Recursive splicing in long vertebrate genes.

Abstract

It is generally believed that splicing removes introns as single units from pre-mRNA transcripts. However, some long D. melanogaster introns contain a cryptic site, called a recursive splice site (RS-site), that enables a multi-step process of intron removal termed recursive splicing1,2. The extent to which recursive splicing occurs in other species and its mechanistic basis remain unclear. Here we identify highly conserved RS-sites in genes expressed in the mammalian brain that encode proteins functioning in neuronal development. Moreover, the RS-sites are found in some of the longest introns across vertebrates. We find that vertebrate recursive splicing requires initial definition of a “RS-exon” that follows the RS-site. The RS-exon is then excluded from the dominant mRNA isoform due to competition with a reconstituted 5′ splice site formed at the RS-site after the first splicing step.
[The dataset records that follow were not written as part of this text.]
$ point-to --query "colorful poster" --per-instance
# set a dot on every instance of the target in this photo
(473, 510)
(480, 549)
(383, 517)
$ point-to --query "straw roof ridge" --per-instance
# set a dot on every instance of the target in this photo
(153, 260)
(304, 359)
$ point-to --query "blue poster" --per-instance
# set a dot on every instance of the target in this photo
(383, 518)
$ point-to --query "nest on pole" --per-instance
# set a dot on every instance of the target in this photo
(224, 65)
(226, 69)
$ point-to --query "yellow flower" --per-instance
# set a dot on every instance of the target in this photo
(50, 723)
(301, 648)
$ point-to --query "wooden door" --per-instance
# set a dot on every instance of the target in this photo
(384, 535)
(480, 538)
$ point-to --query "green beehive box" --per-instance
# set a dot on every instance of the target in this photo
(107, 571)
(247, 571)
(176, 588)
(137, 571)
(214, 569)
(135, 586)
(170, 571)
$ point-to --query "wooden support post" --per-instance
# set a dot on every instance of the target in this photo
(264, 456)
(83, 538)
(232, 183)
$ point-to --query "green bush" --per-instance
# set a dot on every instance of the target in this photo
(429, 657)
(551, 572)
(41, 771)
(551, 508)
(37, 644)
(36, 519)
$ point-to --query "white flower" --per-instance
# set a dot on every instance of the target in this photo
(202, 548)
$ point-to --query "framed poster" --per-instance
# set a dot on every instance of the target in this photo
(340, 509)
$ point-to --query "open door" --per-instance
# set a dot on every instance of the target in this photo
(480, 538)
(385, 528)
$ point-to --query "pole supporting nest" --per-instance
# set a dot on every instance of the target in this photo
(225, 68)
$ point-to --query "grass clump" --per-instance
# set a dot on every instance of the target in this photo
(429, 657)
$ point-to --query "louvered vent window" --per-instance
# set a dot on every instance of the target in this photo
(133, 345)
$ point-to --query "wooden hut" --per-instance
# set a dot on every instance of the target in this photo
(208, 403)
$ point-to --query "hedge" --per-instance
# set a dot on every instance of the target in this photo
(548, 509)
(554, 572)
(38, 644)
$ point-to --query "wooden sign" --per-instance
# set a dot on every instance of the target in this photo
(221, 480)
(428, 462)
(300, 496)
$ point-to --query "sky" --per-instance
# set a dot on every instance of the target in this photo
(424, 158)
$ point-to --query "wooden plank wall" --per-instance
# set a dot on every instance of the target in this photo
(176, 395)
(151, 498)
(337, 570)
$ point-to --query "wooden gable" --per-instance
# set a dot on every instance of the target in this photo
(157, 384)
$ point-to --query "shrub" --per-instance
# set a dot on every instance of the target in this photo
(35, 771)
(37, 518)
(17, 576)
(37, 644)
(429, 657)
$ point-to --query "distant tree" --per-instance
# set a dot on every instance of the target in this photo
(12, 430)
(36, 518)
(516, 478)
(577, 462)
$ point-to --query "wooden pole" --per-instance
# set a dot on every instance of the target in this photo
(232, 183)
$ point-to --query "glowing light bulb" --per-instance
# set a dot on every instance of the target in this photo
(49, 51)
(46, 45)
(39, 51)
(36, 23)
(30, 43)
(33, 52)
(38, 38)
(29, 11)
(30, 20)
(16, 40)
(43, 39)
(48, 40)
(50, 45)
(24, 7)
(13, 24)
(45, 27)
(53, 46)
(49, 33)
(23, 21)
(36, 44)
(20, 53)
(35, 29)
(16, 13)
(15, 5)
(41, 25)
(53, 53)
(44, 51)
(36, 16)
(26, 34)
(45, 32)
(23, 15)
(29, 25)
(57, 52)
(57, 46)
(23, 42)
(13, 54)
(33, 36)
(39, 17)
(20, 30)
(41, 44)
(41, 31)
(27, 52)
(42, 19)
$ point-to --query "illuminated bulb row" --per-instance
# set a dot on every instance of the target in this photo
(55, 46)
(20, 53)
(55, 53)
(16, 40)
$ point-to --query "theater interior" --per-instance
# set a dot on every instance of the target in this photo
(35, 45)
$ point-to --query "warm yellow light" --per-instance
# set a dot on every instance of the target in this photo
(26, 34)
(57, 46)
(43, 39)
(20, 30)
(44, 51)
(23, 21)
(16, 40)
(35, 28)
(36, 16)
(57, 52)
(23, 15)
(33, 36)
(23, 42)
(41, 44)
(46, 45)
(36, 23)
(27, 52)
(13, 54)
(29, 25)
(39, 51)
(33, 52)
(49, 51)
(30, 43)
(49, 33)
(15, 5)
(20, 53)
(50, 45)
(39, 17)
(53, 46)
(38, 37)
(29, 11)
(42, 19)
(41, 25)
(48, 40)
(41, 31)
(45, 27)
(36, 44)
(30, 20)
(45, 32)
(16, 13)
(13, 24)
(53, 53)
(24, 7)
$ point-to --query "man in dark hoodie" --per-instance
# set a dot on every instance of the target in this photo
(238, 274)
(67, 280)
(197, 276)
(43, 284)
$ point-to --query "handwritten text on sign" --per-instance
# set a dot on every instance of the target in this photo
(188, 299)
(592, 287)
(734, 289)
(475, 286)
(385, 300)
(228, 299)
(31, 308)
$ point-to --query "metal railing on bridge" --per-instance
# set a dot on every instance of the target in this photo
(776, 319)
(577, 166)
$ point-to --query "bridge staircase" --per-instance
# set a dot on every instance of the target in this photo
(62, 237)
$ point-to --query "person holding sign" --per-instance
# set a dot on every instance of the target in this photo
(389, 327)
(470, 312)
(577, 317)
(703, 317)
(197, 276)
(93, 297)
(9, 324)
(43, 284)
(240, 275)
Conversely, the RS-exon is included when preceded by cryptic exons or promoters that are prevalent in long introns, but which fail to reconstitute an efficient 5′ splice site. Most RS-exons contain a premature stop codon such that their inclusion may decrease mRNA stability. Thus, by establishing a binary splicing switch, RS-sites demarcate different mRNA isoforms emerging from long genes by coupling inclusion of cryptic elements with RS-exons.